The Complete Short Stories: Volume 1
Page 160
'A remarkable story,' I commented. 'One can't help wondering if we were right to leave this planet. I'm reminded of the question posed by the Chilean painter Matta - "Why must we fear a disaster in space in order to understand our own times?" It's a pity you didn't bring back any mementoes of your moon-walks.'
Scranton's shoulders straightened. I could see him counting the coins on the table. 'I do have certain materials...'
I nearly laughed. 'What? A piece of lunar rock? Some moon dust?'
'Various photographic materials.'
'Photographs?' Was it possible that Scranton had told the truth, and that he had indeed been an astronaut? If I could prove that the whole notion of his imposture was an error, an oversight by the journalist who had investigated the case, I would have the makings of a front-page scoop... 'Could I see them? - perhaps I could use them in my book...?'
'Well...' Scranton felt for the coins in his pocket. He looked hungry, and obviously thought only of spending them on a loaf of bread.

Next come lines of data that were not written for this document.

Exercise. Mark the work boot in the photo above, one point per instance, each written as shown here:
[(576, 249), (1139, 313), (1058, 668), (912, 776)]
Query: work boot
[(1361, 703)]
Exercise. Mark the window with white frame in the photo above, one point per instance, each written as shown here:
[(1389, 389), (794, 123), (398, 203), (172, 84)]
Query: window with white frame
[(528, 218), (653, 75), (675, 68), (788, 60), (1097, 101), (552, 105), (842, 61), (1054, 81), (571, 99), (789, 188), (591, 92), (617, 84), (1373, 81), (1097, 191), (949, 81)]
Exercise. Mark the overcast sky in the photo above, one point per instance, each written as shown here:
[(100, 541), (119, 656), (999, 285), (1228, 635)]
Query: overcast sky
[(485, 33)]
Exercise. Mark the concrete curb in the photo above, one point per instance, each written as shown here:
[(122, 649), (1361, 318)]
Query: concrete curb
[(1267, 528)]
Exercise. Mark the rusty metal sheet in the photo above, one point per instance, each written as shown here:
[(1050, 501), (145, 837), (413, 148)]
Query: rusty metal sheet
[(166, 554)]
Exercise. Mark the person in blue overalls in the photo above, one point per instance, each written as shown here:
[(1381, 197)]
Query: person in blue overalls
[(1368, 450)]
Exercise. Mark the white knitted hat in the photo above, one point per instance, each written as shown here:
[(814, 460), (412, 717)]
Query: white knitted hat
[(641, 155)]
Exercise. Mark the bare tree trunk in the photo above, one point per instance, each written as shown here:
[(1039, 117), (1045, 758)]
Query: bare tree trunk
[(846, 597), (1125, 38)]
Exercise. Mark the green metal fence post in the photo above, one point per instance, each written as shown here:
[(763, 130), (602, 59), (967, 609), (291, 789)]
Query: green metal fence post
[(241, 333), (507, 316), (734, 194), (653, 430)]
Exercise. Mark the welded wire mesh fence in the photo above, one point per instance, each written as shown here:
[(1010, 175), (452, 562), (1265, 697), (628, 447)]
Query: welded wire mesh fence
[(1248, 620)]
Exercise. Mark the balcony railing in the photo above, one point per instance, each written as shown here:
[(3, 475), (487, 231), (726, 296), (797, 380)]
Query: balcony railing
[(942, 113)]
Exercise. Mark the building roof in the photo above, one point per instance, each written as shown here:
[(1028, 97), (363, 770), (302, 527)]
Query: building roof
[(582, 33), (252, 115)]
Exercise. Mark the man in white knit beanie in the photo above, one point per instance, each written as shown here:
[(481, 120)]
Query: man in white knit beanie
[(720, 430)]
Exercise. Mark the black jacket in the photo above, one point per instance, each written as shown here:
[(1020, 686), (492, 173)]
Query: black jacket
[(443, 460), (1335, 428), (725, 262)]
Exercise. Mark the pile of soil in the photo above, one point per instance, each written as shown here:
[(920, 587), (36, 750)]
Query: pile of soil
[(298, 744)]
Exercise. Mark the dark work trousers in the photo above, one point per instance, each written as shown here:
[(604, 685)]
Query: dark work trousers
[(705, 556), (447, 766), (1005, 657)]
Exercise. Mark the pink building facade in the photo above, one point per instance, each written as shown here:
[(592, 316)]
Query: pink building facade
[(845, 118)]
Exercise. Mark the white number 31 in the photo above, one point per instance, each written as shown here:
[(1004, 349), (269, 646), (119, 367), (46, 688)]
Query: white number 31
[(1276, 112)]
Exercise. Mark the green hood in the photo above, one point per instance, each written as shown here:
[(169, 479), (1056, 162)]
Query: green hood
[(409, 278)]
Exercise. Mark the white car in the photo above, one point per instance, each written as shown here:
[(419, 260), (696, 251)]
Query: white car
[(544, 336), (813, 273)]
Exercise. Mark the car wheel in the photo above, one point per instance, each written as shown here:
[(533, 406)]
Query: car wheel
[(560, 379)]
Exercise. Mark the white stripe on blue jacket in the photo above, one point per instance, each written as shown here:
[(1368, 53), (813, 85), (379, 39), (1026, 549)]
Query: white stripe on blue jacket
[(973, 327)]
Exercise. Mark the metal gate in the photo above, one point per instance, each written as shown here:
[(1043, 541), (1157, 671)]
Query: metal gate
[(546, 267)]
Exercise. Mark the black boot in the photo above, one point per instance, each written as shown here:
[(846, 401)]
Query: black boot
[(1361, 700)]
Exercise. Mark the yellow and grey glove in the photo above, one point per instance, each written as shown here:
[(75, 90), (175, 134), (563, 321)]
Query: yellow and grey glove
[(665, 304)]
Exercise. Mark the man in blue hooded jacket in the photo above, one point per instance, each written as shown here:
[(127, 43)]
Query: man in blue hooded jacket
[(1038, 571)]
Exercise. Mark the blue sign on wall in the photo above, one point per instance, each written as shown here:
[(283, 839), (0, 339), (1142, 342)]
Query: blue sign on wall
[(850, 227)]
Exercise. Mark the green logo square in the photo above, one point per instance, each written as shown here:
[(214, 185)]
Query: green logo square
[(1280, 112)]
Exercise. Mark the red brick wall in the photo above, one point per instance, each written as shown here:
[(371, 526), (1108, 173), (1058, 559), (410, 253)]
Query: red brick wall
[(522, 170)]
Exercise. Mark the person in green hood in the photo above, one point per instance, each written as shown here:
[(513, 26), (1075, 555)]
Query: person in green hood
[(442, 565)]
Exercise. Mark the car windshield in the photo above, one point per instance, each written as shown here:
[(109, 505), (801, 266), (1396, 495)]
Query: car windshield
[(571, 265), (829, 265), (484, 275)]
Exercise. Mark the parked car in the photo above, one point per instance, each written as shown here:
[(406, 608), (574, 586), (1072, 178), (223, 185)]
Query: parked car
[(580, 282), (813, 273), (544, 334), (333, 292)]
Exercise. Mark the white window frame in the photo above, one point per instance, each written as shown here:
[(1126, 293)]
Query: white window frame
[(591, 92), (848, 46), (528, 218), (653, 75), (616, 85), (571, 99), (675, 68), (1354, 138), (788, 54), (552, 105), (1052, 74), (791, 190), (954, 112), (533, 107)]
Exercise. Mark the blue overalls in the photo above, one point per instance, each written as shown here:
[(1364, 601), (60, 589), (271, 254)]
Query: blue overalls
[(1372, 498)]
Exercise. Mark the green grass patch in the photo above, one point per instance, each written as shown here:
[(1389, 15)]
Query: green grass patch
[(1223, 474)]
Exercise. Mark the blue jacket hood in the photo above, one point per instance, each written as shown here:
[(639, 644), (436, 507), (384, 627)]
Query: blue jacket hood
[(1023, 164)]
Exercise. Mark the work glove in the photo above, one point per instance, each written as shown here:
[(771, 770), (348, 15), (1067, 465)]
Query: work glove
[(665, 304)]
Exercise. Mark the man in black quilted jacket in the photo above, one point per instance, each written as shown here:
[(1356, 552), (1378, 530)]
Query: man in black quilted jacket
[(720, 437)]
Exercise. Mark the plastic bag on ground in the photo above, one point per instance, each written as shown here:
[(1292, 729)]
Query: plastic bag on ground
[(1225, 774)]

'Of course,' I added, 'I'll provide an extra fee. As for my book, the publishers might well pay many hundreds of dollars.'
'Hundreds...' Scranton seemed impressed. He shook his head, as if amused by the ways of the world. I expected him to be shy of revealing where he lived, but he stood up and gestured me to finish my drink. 'I'm staying a few minutes' walk from here.'
He waited among the tables, staring across the street. Seeing the passers-by through his eyes, I was aware that they had begun to seem almost transparent, shadow players created by a frolic of the sun.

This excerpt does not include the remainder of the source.